The next day he would take no visitors, and the following evening he died. It seemed that most of Dharamsala attended his cremation ceremony; he was deeply beloved by the community.

Kay tried to follow his directions and meet with His Holiness, but just did not know how to arrange it, and after a couple of weeks returned home. The meeting would occur a year later.

My Teachers: Tara Tulku (1)

Tara Tulku, Green Gulch Zen Center, 1986

The ending of my second trip to Dharamsala was memorable for many reasons. The Seventy Stanzas had been re-translated and I had collected Geshe Sonam Rinchen's oral commentry on it.  I would return to Amherst to edit Geshe-la's commentry as well as the transcripts of my interviews with the Dalai Lama. I would also come to realize that my marriage to Holly was over, as was my relationship to Swami Pranananda. But as one door closes, another opens, for something else had occurred at the end of my visit to Dharamsala which was to have profound consequences for me. I had met Tara Tulku.

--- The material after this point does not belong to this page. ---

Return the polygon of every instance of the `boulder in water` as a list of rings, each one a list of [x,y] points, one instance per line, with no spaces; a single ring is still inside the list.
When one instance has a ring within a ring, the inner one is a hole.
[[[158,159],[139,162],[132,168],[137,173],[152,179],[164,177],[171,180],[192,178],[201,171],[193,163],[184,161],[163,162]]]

Bob Thurman had asked the Dalai Lama for a teacher of Ghuyasamaja Tantra. His Holiness had selected the retired abbot of Gyuto Tantric College: Tara Tulku Rinpoche. In rather typical Thurman fashion Bob organized the opportunity for their tutorial by arranging for Tara Tulku to be the Luce Visiting Professor of Religion at Amherst College, thus funding his travel and residence in Amherst for six months.

Prior to this trip to the USA, Tara Rinpoche visited with the Dalai Lama in Dharamsala. This visit coincided with the end of my own residence there, and knowing of Bob’s plans, I decided to pay Rinpoche a visit and offer my assistance in case he might have some difficulties with travel, the American embassy, or whatever. Rinpoche was staying in the home of His Holiness' tailor when I visited him. When we met he offered me a yellow scarf, which had been given to him by his previous visitor. He was simply passing it along, but never the less, he said that “it is very auspicious for you to receive it.” As usual with such things I had no idea what he meant. In no obvious way did our meeting seem significant to me. We parted in a friendly fashion and I went back to my translating work with Geshe-la.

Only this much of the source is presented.